We are creating something that is not natural but trying to use components of nature to provide a function for our own desires.

This is true for landscapes, gardens, food production and for aesthetically pleasing submersed planted aquariums.

But I suppose one could argue, that in general, you will find more algae dominated systems at a higher pH than at lower pH's. But I have seen higher pH's, say 7.2 but with 30ppm of CO2 and lots of plants. And I've seen systems with a pH of 4.7 and no plants and bad algae covering everything.

I think we need to be careful to not simplify things too much:)

I think most fresh water algae are very poorly studies in terms of physiology.
Redox is much more a sediment issue. At lower Redox sediment values, you can have leaching into the water column of PO4 and Fe, then an algae bloom.

But.........there's a lot more light(5-20X more) than we have in our tanks.
When you have such leaching also, you have a large upwelling of NH4 from the sediments as well.

So there's everything available for algae spores, they are in the right place, with the right nutrients and lots of light and relatively low CO2(they do not care, they have very very low CO2 demand per unit mass versus a plant, plants need far more carbon).
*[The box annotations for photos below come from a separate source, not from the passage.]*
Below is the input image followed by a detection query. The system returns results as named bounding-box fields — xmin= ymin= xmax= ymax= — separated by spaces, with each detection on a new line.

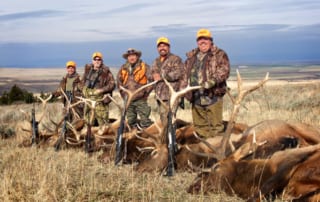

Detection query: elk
xmin=135 ymin=79 xmax=201 ymax=172
xmin=187 ymin=72 xmax=320 ymax=200
xmin=187 ymin=143 xmax=320 ymax=200
xmin=282 ymin=150 xmax=320 ymax=201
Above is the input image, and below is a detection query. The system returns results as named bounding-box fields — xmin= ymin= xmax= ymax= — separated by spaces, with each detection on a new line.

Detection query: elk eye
xmin=211 ymin=163 xmax=220 ymax=170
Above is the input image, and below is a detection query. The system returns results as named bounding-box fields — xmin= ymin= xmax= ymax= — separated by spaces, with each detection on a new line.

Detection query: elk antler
xmin=218 ymin=70 xmax=269 ymax=160
xmin=163 ymin=79 xmax=201 ymax=111
xmin=60 ymin=88 xmax=80 ymax=119
xmin=119 ymin=81 xmax=158 ymax=109
xmin=75 ymin=94 xmax=108 ymax=123
xmin=37 ymin=95 xmax=52 ymax=123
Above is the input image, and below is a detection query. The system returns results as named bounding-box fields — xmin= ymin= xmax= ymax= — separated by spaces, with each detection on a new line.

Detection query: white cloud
xmin=0 ymin=0 xmax=320 ymax=42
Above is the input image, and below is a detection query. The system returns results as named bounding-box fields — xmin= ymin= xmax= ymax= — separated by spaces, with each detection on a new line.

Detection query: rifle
xmin=114 ymin=97 xmax=128 ymax=165
xmin=85 ymin=123 xmax=93 ymax=153
xmin=31 ymin=103 xmax=39 ymax=145
xmin=166 ymin=110 xmax=178 ymax=176
xmin=54 ymin=91 xmax=72 ymax=151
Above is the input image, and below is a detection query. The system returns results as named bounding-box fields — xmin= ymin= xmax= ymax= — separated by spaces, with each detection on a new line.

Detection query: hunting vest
xmin=120 ymin=62 xmax=148 ymax=85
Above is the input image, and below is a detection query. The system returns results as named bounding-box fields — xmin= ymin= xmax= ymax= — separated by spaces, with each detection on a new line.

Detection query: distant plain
xmin=0 ymin=65 xmax=320 ymax=94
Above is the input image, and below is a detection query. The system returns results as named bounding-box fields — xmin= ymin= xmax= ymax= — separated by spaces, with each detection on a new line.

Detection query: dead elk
xmin=187 ymin=144 xmax=320 ymax=200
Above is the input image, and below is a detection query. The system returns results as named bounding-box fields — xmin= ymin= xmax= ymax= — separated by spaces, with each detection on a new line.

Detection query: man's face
xmin=197 ymin=37 xmax=212 ymax=53
xmin=67 ymin=66 xmax=76 ymax=75
xmin=157 ymin=43 xmax=170 ymax=57
xmin=128 ymin=54 xmax=138 ymax=64
xmin=92 ymin=57 xmax=102 ymax=68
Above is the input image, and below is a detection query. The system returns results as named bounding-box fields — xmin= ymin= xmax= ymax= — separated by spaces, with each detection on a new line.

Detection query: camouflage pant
xmin=192 ymin=98 xmax=224 ymax=137
xmin=127 ymin=99 xmax=153 ymax=128
xmin=84 ymin=102 xmax=109 ymax=126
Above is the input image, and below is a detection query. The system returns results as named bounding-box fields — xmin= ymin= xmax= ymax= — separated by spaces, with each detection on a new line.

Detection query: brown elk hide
xmin=283 ymin=150 xmax=320 ymax=201
xmin=135 ymin=144 xmax=168 ymax=172
xmin=188 ymin=144 xmax=320 ymax=199
xmin=235 ymin=120 xmax=320 ymax=158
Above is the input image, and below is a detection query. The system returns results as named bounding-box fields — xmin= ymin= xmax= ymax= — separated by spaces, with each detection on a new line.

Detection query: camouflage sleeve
xmin=167 ymin=57 xmax=184 ymax=82
xmin=213 ymin=50 xmax=230 ymax=83
xmin=145 ymin=64 xmax=154 ymax=94
xmin=52 ymin=77 xmax=64 ymax=97
xmin=103 ymin=69 xmax=116 ymax=93
xmin=180 ymin=59 xmax=192 ymax=101
xmin=151 ymin=60 xmax=160 ymax=74
xmin=117 ymin=67 xmax=125 ymax=97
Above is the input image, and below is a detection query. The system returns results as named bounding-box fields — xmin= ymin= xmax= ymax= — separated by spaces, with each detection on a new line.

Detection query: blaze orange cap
xmin=157 ymin=37 xmax=170 ymax=46
xmin=66 ymin=60 xmax=77 ymax=68
xmin=197 ymin=29 xmax=212 ymax=40
xmin=92 ymin=52 xmax=103 ymax=59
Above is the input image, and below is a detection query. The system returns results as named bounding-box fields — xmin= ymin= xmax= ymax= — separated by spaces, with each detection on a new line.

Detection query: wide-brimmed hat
xmin=122 ymin=48 xmax=142 ymax=59
xmin=66 ymin=60 xmax=77 ymax=68
xmin=92 ymin=52 xmax=103 ymax=60
xmin=157 ymin=36 xmax=170 ymax=47
xmin=197 ymin=29 xmax=212 ymax=41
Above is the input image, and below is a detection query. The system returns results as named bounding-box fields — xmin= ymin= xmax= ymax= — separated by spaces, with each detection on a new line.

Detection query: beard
xmin=159 ymin=49 xmax=168 ymax=57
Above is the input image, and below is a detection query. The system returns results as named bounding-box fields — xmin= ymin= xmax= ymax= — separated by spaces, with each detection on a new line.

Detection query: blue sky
xmin=0 ymin=0 xmax=320 ymax=67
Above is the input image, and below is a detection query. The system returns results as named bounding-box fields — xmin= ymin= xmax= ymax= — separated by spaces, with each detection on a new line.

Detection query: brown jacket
xmin=151 ymin=53 xmax=184 ymax=101
xmin=82 ymin=64 xmax=115 ymax=103
xmin=52 ymin=72 xmax=82 ymax=104
xmin=182 ymin=45 xmax=230 ymax=102
xmin=117 ymin=60 xmax=153 ymax=100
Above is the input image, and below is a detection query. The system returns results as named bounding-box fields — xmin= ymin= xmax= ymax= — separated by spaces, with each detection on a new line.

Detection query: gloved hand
xmin=164 ymin=72 xmax=174 ymax=82
xmin=152 ymin=73 xmax=161 ymax=81
xmin=201 ymin=80 xmax=216 ymax=89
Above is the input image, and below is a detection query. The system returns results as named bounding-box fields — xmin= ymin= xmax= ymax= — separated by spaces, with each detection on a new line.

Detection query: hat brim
xmin=122 ymin=51 xmax=142 ymax=59
xmin=197 ymin=36 xmax=213 ymax=41
xmin=157 ymin=42 xmax=170 ymax=47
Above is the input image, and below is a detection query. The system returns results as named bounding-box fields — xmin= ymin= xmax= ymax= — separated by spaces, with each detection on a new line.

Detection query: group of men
xmin=53 ymin=29 xmax=230 ymax=137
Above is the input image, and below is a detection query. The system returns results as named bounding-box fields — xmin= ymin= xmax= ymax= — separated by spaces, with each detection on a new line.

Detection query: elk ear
xmin=232 ymin=142 xmax=253 ymax=161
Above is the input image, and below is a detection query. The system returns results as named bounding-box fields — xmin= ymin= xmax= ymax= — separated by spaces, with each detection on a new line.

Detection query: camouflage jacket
xmin=52 ymin=72 xmax=82 ymax=104
xmin=151 ymin=53 xmax=184 ymax=101
xmin=117 ymin=60 xmax=153 ymax=100
xmin=182 ymin=45 xmax=230 ymax=102
xmin=82 ymin=64 xmax=115 ymax=103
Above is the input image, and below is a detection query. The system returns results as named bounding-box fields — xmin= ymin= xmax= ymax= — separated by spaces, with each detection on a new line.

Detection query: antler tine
xmin=120 ymin=81 xmax=158 ymax=109
xmin=67 ymin=121 xmax=81 ymax=141
xmin=37 ymin=95 xmax=52 ymax=123
xmin=221 ymin=70 xmax=269 ymax=159
xmin=108 ymin=95 xmax=123 ymax=111
xmin=193 ymin=132 xmax=217 ymax=153
xmin=60 ymin=88 xmax=80 ymax=119
xmin=163 ymin=78 xmax=201 ymax=110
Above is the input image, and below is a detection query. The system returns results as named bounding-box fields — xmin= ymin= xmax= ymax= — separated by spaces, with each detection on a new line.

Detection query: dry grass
xmin=0 ymin=66 xmax=320 ymax=201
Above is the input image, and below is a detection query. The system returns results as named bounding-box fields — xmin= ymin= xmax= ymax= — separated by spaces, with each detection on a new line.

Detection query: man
xmin=151 ymin=37 xmax=184 ymax=123
xmin=117 ymin=48 xmax=153 ymax=128
xmin=52 ymin=61 xmax=83 ymax=122
xmin=82 ymin=52 xmax=115 ymax=126
xmin=184 ymin=29 xmax=230 ymax=137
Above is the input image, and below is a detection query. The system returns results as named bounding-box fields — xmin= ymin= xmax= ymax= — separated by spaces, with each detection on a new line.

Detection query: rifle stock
xmin=85 ymin=123 xmax=93 ymax=153
xmin=54 ymin=91 xmax=72 ymax=151
xmin=114 ymin=97 xmax=127 ymax=165
xmin=54 ymin=114 xmax=68 ymax=151
xmin=31 ymin=103 xmax=39 ymax=145
xmin=166 ymin=111 xmax=178 ymax=176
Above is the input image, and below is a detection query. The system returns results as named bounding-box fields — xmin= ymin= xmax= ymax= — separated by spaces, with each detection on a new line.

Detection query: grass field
xmin=0 ymin=66 xmax=320 ymax=201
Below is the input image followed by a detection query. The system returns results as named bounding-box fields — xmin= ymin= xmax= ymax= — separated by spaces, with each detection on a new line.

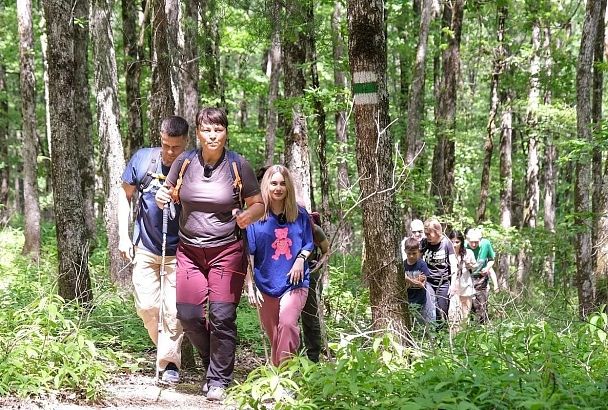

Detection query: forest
xmin=0 ymin=0 xmax=608 ymax=409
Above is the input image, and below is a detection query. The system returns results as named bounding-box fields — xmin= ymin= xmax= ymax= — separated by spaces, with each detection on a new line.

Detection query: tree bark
xmin=431 ymin=0 xmax=464 ymax=214
xmin=264 ymin=0 xmax=281 ymax=166
xmin=591 ymin=0 xmax=608 ymax=280
xmin=121 ymin=0 xmax=144 ymax=158
xmin=43 ymin=0 xmax=92 ymax=302
xmin=91 ymin=0 xmax=130 ymax=286
xmin=0 ymin=63 xmax=10 ymax=224
xmin=348 ymin=0 xmax=409 ymax=339
xmin=149 ymin=0 xmax=175 ymax=147
xmin=17 ymin=0 xmax=40 ymax=260
xmin=281 ymin=0 xmax=311 ymax=209
xmin=74 ymin=0 xmax=97 ymax=243
xmin=180 ymin=0 xmax=200 ymax=147
xmin=307 ymin=2 xmax=332 ymax=224
xmin=523 ymin=19 xmax=541 ymax=228
xmin=405 ymin=0 xmax=434 ymax=169
xmin=476 ymin=6 xmax=507 ymax=223
xmin=574 ymin=1 xmax=600 ymax=317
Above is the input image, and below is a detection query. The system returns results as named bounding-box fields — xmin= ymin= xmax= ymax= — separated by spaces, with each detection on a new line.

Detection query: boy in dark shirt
xmin=403 ymin=238 xmax=435 ymax=323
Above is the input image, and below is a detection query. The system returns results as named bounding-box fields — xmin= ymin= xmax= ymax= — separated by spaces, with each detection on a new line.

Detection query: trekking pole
xmin=154 ymin=202 xmax=169 ymax=382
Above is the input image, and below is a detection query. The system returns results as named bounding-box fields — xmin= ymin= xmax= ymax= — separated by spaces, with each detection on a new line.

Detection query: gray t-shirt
xmin=166 ymin=150 xmax=260 ymax=248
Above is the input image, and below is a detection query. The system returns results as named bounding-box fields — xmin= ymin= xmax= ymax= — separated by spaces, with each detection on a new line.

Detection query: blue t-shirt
xmin=122 ymin=148 xmax=180 ymax=256
xmin=403 ymin=259 xmax=431 ymax=306
xmin=247 ymin=208 xmax=314 ymax=298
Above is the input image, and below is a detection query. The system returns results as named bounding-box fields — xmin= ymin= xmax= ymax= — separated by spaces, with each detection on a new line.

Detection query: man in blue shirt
xmin=118 ymin=116 xmax=188 ymax=384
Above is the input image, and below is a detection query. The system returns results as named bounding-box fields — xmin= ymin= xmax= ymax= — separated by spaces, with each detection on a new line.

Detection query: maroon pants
xmin=175 ymin=241 xmax=247 ymax=387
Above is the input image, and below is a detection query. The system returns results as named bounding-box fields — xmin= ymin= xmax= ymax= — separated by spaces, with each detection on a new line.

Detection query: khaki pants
xmin=448 ymin=295 xmax=473 ymax=335
xmin=133 ymin=248 xmax=183 ymax=370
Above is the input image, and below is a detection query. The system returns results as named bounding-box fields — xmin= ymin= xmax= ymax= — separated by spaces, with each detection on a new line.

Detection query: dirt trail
xmin=0 ymin=374 xmax=234 ymax=410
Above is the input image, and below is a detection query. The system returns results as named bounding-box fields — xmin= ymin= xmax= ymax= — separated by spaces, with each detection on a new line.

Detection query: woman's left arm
xmin=236 ymin=194 xmax=264 ymax=229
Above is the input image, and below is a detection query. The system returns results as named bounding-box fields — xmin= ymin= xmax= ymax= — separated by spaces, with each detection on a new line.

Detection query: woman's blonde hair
xmin=260 ymin=165 xmax=298 ymax=222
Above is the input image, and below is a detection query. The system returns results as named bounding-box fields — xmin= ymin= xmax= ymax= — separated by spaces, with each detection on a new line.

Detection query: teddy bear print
xmin=272 ymin=228 xmax=291 ymax=261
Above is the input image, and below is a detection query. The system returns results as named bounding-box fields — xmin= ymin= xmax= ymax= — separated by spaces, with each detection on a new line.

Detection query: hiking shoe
xmin=161 ymin=369 xmax=179 ymax=384
xmin=207 ymin=386 xmax=226 ymax=401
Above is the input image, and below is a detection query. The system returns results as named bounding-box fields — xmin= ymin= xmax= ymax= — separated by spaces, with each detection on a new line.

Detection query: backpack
xmin=137 ymin=147 xmax=165 ymax=195
xmin=171 ymin=149 xmax=245 ymax=209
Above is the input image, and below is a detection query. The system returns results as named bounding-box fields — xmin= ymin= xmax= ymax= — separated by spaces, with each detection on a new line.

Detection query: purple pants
xmin=175 ymin=241 xmax=247 ymax=387
xmin=260 ymin=288 xmax=308 ymax=366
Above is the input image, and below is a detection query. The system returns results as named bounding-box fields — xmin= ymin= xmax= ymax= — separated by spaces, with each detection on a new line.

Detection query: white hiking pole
xmin=154 ymin=202 xmax=169 ymax=382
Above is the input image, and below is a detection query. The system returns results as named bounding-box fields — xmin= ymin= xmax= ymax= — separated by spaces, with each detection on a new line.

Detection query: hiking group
xmin=118 ymin=108 xmax=329 ymax=400
xmin=401 ymin=218 xmax=498 ymax=334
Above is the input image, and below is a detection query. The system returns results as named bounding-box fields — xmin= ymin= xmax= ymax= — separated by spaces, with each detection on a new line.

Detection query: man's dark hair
xmin=196 ymin=107 xmax=228 ymax=129
xmin=403 ymin=238 xmax=420 ymax=252
xmin=160 ymin=115 xmax=188 ymax=137
xmin=255 ymin=165 xmax=270 ymax=183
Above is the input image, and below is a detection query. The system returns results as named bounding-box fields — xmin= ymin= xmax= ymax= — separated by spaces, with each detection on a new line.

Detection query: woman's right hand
xmin=154 ymin=185 xmax=173 ymax=209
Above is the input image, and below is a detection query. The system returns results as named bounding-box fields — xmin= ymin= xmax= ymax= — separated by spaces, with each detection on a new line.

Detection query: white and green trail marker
xmin=353 ymin=71 xmax=378 ymax=105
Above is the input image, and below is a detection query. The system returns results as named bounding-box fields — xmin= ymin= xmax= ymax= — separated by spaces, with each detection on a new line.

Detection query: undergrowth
xmin=0 ymin=221 xmax=145 ymax=401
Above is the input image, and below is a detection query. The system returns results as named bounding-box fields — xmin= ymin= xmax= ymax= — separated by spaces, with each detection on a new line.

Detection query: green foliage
xmin=231 ymin=313 xmax=608 ymax=409
xmin=0 ymin=225 xmax=141 ymax=401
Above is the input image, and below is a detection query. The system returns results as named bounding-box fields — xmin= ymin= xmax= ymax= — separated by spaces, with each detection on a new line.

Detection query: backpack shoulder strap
xmin=226 ymin=150 xmax=245 ymax=208
xmin=171 ymin=149 xmax=198 ymax=204
xmin=137 ymin=147 xmax=161 ymax=192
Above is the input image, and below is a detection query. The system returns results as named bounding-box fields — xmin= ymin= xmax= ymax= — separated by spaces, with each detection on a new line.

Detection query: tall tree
xmin=74 ymin=0 xmax=97 ymax=245
xmin=523 ymin=17 xmax=541 ymax=228
xmin=591 ymin=0 xmax=608 ymax=278
xmin=264 ymin=0 xmax=281 ymax=165
xmin=180 ymin=0 xmax=200 ymax=146
xmin=431 ymin=0 xmax=464 ymax=214
xmin=332 ymin=0 xmax=353 ymax=252
xmin=148 ymin=0 xmax=175 ymax=147
xmin=347 ymin=0 xmax=409 ymax=335
xmin=91 ymin=0 xmax=128 ymax=285
xmin=17 ymin=0 xmax=40 ymax=259
xmin=476 ymin=4 xmax=507 ymax=223
xmin=281 ymin=0 xmax=311 ymax=209
xmin=121 ymin=0 xmax=144 ymax=158
xmin=306 ymin=2 xmax=331 ymax=223
xmin=0 ymin=63 xmax=10 ymax=222
xmin=405 ymin=0 xmax=434 ymax=168
xmin=43 ymin=0 xmax=92 ymax=302
xmin=574 ymin=0 xmax=603 ymax=317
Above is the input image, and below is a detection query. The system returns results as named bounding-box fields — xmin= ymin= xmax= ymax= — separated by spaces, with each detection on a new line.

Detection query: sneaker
xmin=161 ymin=370 xmax=179 ymax=384
xmin=207 ymin=386 xmax=226 ymax=401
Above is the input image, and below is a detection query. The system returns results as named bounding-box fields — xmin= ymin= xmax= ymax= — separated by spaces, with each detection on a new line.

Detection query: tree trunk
xmin=348 ymin=0 xmax=409 ymax=339
xmin=122 ymin=0 xmax=144 ymax=158
xmin=164 ymin=0 xmax=180 ymax=113
xmin=74 ymin=0 xmax=97 ymax=247
xmin=91 ymin=0 xmax=130 ymax=286
xmin=43 ymin=0 xmax=92 ymax=302
xmin=17 ymin=0 xmax=40 ymax=260
xmin=0 ymin=63 xmax=10 ymax=224
xmin=476 ymin=6 xmax=507 ymax=223
xmin=180 ymin=0 xmax=200 ymax=147
xmin=330 ymin=0 xmax=353 ymax=253
xmin=524 ymin=19 xmax=541 ymax=228
xmin=431 ymin=0 xmax=464 ymax=214
xmin=264 ymin=0 xmax=281 ymax=166
xmin=591 ymin=0 xmax=608 ymax=280
xmin=574 ymin=1 xmax=601 ymax=317
xmin=543 ymin=27 xmax=557 ymax=287
xmin=405 ymin=0 xmax=434 ymax=168
xmin=498 ymin=90 xmax=513 ymax=289
xmin=281 ymin=0 xmax=311 ymax=209
xmin=307 ymin=2 xmax=332 ymax=224
xmin=149 ymin=0 xmax=175 ymax=147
Give that book link a read, it will help a great deal to understand sediments and soil based fertilization methods and theory.

I suggest folks use rich sediments along with EI, that way the plants have access to nutrients in both location, if you happen to forget to dose the water column, you have a back up from the sediment.

Basically aquatic plants are opportunistic, they will take nutrients from either location.
So adding nutrients to both locations will be "synergistic". The combination complements the other and sediment rich fertilizer is easier over time. Adding water column ferts allows longer life out of the sediment sources of nutrients.

Since I know what does not cause algae, I can add whatever I want in the water column.

The issue is not either sediments fettrs or water column ferts, that is too polar of an idea, rather, using the benefits of both methods.

That is what a wise person might chose.
And we see evidence for this in natural systems in Europe, Asia, North and South America. Little research has been done in Africa. Bob Hecky is a good person to talk to about that region though.